Процесс культурогенеза имеет издержки, подобно магии, которой Лич уделяет
достаточное внимание. Он справедливо отмечает, что в магии происходит интерпретация
индекса (указательного знака) в качестве сигнала. Такое соскальзывание с индекса на
сигнал происходит во время произнесения колдуном словесных компонентов магических
действий (с. 37—39, 43). Это говорит о том, что магия вторична по отношению к
витальному инструментализму, который в нормальном состоянии в ней не нуждается.
Можно было бы привести много примеров, в частности из быта охотничьих народов,
которые не используют магию там, где много дичи. Ее применяют, если дичи мало. Магия
включается в зоне риска2. В связи с этим мы должны еще раз подчеркнуть немагический
смысл юрокского и абхазского примеров. Они маркируют дистанцию по отношению к
культуре и вводят ее саму как средство.
Вот здесь, когда мы получили общее представление о том, как «сделана» книга Лича, нам
необходимо вернуться к одному из ее первых разделов. Этот раздел, скромно названный
«Проблемы терминологии», методологически наиболее нагружен. Здесь сосредоточена
коммуникативная теория автора, компактно представленная на схеме 1 (с. 19). По совету
Лича мы, читая книгу, постоянно мысленно к ней возвращались. Здесь Лич, следуя
семиотическим разработкам Малдера и Херви, излагает взаимоотношения
коммуникативной пары, где взаимодействуют: 1) сущность А как носитель послания,
который передает информацию, и 2) послание В. Далее ситуация распадается на два
варианта. Вариант, именуемый «индексом»: здесь А указывает на В.
1 Эриксон Э. Детство и общество. Изд. 2-е, перераб. и доп. СПб. , 1996, с. 253, 258.
2 Абрамян Л. Первобытный праздник и мифология. Ереван, 1982, с. 22.
137
Вариант, именуемый «сигналом»: здесь А вызывает В автоматически. Упомянутый
пример с магией наглядно демонстрирует различие между индексом и символом. Это
основная эвристическая позиция Лича. Она дополнена далее трактовкой терминов
«метафора» и «метонимия», восходящей к концепциям Р. Якобсона и К. Леви-Строса.

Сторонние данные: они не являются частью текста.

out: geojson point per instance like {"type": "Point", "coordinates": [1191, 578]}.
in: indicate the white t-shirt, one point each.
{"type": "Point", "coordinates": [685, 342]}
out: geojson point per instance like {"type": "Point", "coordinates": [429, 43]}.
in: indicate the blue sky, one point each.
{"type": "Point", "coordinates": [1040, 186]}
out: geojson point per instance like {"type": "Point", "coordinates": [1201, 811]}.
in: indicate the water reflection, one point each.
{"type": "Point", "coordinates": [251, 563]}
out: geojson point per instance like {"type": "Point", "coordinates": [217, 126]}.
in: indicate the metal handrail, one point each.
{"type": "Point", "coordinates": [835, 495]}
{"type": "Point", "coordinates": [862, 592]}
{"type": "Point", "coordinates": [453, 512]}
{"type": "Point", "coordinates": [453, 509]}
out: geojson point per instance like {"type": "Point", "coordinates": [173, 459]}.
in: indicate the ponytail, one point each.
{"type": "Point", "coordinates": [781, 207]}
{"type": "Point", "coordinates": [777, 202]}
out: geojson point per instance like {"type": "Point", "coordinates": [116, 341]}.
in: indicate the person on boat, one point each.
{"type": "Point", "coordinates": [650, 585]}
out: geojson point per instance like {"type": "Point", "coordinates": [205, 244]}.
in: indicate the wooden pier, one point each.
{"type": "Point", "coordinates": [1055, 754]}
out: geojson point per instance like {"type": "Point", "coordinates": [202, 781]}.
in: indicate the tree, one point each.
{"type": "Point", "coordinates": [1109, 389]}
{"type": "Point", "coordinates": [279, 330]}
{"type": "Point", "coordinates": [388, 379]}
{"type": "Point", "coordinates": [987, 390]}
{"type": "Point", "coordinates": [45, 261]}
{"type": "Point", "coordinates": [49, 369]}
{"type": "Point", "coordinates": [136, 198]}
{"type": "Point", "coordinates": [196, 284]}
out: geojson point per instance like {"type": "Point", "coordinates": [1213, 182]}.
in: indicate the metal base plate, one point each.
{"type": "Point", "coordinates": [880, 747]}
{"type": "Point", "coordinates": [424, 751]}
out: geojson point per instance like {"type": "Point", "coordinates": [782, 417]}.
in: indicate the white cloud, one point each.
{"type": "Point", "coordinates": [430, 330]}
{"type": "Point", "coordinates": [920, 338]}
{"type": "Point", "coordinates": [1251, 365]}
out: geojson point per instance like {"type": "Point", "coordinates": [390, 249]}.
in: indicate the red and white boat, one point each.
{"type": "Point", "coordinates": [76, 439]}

Этот раздел Лич завершает положением, что разнообразные формы коммуникации
относятся друг к другу как трансформации. Эти констатации заданы Личем как
проблемное ядро культуры, помещаемое им в тот или иной контекст. Все дальнейшее в
данной книге Лич считает построением его собственного профессионального языка,
описывающего эти контексты.
Но мне кажется, что Лич здесь недооценивает самого себя, ибо весь текст его книги
(например, пассаж на с. 25) говорит о том, что он не придерживается крайней точки
зрения Ф. де Соссюра, который мог вообще игнорировать объекты внешнего мира. Этот
внешний мир, выступающий у Лича под именем «сущность», выполняет функцию
носителя послания. В этнографической реальности сознание часто выступает как не-
действие, воздержание от действия, или позиция внешнего наблюдателя. Такая позиция
скрыта в мифе. К сожалению, трактовка мифа у Лича дается то слишком иносказательно
(через описание музыки Бетховена, с. 56—57), то слишком «логично» (как псевдологика, с
86). Собственно, Лич пересказывает здесь определение Леви-Строса, что миф есть
украшение логической мысли и эстетическая перцепция1. В этом мнении, разделяемом
Личем, где он вслед за Леви-Стросом считает, что миф и музыка уничтожают время (с.